Adnan Oktar’ın 27 Ocak 2011 Samsun Aks Tv’deki Sohbetinden
ADNAN OKTAR: Şeytandan Allah’a sığınırım, Nisa Suresi 139; “Onlar, mü'minleri bırakıp kafirleri dostlar (veliler) edinirler. 'Kuvvet ve onuru (izzeti)' onların yanında mı arıyorlar? Şüphesiz, 'bütün kuvvet ve onur,' Allah'ındır.” Bazı sahtekar hocaları görüyoruz, azılı din düşmanlarını, böyle aşağılık ve pislik olduğu herkes tarafından bilinen, milletin yaka silktiği pislik adamları, bakıyorsun dost edinmiş. Onlarla iç içe. Onların himayesinde. Ayet onlara, bu adamlara dikkat çekiyor. "O, size Kitap’ta "Allah'ın ayetlerinin inkar edildiğini" Kuran ayetlerinin inkar edildiğini, "ve onlarla alay edildiğini işittiğinizde, onlar bir başka söze dalıp geçinceye kadar, onlarla oturmayın, yoksa siz de onlar gibi olursunuz diye indirdi.” Adama bakıyorsun, dinle, kendi ahmak kafasına göre alay ediyor. Öteki ahmak da ağzı açık, onların sırıtmasını seyrediyor, alayını seyrediyor ve onlara ortak oluyor, onlara ortam hazırlıyor, onlara konu sunuyor alay etmeleri için, eğlenmeleri için. Bakın ayet nasıl vurguluyor Cenab-ı Allah; ““Onlar, mü'minleri bırakıp kafirleri dostlar (veliler) edinirler.” Mümine olmadık laf, mürtetlikle itham ediyor müminleri, ama azılı kafirleri dost ediniyor. “Onları veli edinirler” diyor.“'Kuvvet ve onuru (izzeti)' onların yanında mı arıyorlar?” Adamın çevresi var, güçlü bayağı etrafa hakim adam, ondan yana olursa, ona yalakalık yaparsa, etkili olacağını düşünüyor.“Şüphesiz, 'bütün kuvvet ve onur,' Allah'ındır.” Diyor Allah.140; “O, size Kitap’ta: "Allah'ın ayetlerinin inkar edildiğini” Kuran ayetlerini inkar edildiğini, “ve onlarla alay edildiğini işittiğinizde , onlar bir başka söze dalıp geçinceye kadar, onlarla oturmayın” adam, ağız ağıza, burun buruna oturuyor.

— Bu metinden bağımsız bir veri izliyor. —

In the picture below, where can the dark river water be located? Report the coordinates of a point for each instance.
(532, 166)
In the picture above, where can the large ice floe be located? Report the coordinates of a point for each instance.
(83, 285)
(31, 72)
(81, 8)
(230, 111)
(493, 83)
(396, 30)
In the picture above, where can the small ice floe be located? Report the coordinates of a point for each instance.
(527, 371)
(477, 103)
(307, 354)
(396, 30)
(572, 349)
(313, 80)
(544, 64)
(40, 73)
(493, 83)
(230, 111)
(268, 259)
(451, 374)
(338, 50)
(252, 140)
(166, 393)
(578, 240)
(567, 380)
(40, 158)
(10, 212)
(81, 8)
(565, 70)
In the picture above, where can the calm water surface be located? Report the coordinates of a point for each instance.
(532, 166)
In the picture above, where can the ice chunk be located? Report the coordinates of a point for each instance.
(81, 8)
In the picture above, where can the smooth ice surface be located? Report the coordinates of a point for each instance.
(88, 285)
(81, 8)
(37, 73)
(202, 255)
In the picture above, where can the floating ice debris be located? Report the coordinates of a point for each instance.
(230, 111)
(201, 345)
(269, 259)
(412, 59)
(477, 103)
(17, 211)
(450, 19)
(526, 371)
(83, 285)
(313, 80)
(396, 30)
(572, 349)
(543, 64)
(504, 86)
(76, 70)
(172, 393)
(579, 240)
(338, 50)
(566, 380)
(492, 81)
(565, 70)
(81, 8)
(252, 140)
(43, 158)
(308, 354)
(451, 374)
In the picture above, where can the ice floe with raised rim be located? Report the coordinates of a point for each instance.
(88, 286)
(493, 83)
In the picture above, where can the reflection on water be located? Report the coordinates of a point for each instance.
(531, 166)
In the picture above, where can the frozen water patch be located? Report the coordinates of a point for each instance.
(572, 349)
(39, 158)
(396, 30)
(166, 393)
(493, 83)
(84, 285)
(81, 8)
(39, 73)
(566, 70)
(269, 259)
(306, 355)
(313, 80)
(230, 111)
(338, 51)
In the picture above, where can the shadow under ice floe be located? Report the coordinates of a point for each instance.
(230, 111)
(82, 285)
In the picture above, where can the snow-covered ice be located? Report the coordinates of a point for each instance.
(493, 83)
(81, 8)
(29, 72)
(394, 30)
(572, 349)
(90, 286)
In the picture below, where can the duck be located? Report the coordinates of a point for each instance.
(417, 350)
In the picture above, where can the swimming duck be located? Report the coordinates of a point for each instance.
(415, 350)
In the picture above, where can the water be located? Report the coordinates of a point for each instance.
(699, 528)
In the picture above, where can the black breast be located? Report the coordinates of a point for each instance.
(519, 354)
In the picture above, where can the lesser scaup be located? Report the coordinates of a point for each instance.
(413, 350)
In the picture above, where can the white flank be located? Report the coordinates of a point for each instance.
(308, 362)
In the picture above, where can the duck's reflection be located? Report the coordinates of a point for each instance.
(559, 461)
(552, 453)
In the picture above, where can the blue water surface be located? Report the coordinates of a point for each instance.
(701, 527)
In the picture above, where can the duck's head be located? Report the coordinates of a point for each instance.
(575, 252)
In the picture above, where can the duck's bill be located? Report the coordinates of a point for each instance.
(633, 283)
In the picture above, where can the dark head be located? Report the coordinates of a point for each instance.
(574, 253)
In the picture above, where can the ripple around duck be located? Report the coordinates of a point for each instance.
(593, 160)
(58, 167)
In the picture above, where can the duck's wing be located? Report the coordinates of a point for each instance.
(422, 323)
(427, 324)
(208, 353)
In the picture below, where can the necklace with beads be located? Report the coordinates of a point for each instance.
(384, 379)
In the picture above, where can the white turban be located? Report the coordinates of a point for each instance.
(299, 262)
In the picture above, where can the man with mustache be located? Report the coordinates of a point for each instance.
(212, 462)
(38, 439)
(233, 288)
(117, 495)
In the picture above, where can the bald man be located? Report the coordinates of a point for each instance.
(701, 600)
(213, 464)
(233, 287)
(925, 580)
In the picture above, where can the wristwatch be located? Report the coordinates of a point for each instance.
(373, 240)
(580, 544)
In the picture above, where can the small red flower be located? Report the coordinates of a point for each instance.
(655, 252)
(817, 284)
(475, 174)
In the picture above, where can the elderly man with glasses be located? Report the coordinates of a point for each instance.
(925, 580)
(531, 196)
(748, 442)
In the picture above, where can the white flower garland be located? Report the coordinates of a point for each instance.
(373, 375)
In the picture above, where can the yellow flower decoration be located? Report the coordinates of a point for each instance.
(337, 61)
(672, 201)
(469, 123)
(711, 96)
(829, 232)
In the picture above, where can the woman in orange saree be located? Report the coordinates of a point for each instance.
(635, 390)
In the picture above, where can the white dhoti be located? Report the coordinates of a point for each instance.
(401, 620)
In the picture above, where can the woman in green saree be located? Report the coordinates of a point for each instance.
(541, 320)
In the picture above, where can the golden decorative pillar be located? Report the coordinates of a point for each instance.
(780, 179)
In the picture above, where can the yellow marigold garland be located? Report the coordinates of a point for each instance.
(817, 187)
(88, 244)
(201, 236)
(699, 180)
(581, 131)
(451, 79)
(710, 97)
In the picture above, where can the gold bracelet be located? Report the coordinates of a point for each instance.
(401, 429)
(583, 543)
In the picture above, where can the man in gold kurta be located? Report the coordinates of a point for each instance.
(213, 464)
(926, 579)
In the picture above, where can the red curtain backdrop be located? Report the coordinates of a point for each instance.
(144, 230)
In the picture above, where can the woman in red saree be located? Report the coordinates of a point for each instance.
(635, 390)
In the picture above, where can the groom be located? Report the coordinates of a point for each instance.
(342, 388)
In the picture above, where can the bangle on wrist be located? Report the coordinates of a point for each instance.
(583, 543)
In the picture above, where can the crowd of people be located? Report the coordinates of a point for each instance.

Bak Allah "oturmayın" diyor. Ne yapacak Müslüman? Kapıyı vurup, çekip gidecek. Adam ne yapıyor? Yalakalık yapıyor. Hokkabazlık yapıyor. Orada şaklabanlık yapıyor. Onları güldürmeye çalışıyor. "yoksa siz de onlar gibi olursunuz" diye indirdi. Doğrusu Allah, münafıkların ve kafirlerin tümünü cehennemde toplayacak olandır." "Eğer dilinizi eğip büker (sözü geveler) ya da yüz çevirirseniz," işte şahs-ı manevidir, bilmem nedir. İşte şöyledir, böyledir, değil mi? "Oyun oynarsanız" diyor, Allah. "Eğer dilinizi eğip büker (sözü geveler) ya da yüz çevirirseniz," yani tamamen reddederseniz, “beş yüz sene, dört yüz sene sonra gelecek veyahut işte şahs-ı manevidir. Yok geldi geçti, pencereden geldi İsa (a.s.)’ı biz gördük. Namazı kılıp, gitti” gibi. Bakın ne diyor Cenab-ı Allah? "Eğer dilinizi eğip büker (sözü geveler) ya da yüz çevirirseniz" yahut da "hiç yok" diyor. "Ne Mehdi (a.s.) var. Ne Hz. İsa (a.s.) var. Ne İttihad--ı İslam olacak. Ne Türk-İslam Birliği olacak" diyor. "ya da yüz çevirirseniz şüphesiz Allah, yaptıklarınızdan haberi olandır. "Ey iman edenler, Allah'a, elçisine, elçisine indirdiği kitaba" kitaba, bak "Ey iman edenler, Allah'a, elçisine, elçisine indirdiği kitaba ve bundan önce indirdiği kitaba iman edin." Bundan önce indirdiği kitap ne? İncil. Daha önce ne var? Tevrat. "Kim Allah'ı, meleklerini, kitaplarını, elçilerini ve ahiret gününü inkar ederse, şüphesiz uzak bir sapıklıkla sapıtmıştır." "Hz. İsa (a.s.)'ı bekliyoruz" diyoruz. Diyor ki;"sen Hristiyan mı oldun?" diyor.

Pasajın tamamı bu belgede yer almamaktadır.